Eating a bigger breakfast can help you lose weight. To research this matter, scientists had one group of obese women follow a diet that consisted of 700 calories for breakfast, 500 calories for lunch, and 200 calories for dinner. Another group did the reverse: They had a 200-calorie breakfast, a 500-calorie lunch, and a 700-calorie dinner. I’d venture to say this latter group reflects a majority of us.
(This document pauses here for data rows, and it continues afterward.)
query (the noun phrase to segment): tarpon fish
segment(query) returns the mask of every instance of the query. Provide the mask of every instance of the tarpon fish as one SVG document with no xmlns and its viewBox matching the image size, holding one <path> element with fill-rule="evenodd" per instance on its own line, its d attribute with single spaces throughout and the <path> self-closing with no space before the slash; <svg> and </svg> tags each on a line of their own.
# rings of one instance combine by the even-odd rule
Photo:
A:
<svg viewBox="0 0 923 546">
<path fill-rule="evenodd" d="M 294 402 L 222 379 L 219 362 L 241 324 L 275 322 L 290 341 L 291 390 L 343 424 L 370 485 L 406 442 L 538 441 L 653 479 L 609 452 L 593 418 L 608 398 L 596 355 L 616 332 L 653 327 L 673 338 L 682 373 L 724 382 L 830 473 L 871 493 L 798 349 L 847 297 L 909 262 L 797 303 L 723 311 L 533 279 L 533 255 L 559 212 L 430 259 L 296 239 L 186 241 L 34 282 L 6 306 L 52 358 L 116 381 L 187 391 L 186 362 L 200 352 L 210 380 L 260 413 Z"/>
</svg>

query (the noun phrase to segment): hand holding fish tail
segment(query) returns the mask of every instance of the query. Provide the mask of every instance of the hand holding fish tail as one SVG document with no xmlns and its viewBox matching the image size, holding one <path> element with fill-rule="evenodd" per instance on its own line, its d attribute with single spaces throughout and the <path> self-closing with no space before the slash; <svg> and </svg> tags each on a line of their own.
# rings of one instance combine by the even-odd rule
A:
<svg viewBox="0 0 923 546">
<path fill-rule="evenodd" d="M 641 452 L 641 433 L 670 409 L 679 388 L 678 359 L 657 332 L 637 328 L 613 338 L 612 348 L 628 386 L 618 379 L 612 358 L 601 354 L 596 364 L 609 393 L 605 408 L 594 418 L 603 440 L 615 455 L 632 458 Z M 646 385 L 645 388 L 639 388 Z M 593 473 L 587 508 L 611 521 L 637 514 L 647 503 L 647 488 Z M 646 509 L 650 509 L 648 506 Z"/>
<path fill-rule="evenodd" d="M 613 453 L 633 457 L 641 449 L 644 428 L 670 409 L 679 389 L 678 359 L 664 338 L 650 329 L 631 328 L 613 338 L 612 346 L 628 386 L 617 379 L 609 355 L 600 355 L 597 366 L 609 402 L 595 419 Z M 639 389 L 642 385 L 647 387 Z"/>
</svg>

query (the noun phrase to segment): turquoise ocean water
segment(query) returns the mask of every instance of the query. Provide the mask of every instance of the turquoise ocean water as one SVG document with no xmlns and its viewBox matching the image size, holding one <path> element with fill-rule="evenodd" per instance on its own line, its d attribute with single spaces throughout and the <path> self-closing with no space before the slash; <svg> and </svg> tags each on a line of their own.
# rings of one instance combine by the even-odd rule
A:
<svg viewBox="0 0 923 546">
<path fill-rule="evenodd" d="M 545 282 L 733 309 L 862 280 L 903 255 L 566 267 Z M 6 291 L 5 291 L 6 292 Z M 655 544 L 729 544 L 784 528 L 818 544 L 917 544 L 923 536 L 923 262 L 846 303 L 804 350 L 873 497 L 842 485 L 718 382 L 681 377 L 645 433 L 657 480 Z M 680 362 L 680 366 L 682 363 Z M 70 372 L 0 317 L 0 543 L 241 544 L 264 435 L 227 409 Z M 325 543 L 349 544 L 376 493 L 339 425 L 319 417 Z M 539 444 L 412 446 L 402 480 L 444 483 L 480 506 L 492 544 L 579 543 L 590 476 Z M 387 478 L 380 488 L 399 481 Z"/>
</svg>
For comparison’s sake, the 700-calorie meals were the same thing, regardless of whether they were eaten for breakfast or dinner. Both diets were moderate in fat and carbohydrates, and they did, in fact, get to eat dessert — a relief for anyone who cringes at the word diet.
After 12 weeks, the women eating the bigger breakfast lost just under an average of 18 pounds, as well as 3 inches from their waist. The other group lost a little more than 7 pounds on average, and 1.4 inches from their waist. The big breakfast eaters also experienced larger drops in insulin, glucose, and triglyceride levels (all good things). The big dinner eaters actually had an increase in triglyceride levels, which is not good.
That’s an 11 pound difference for eating the exact same amount of calories and the same foods. The only difference was the time of day the calories were consumed.
So what’s the time of day got to do with it? It seems to affect the way our body processes food. The researchers noted a main difference between the two study groups was the big breakfast eaters didn’t have high blood sugar spikes after a meal.
700 calories may not sound like a lot for breakfast, but for many people that are used to skipping it or just grabbing coffee and a donut, it can be a lot of food to get used to. Gradually adding food to your first meal of the day and taking it away from your last meal of the day may help you not notice as much.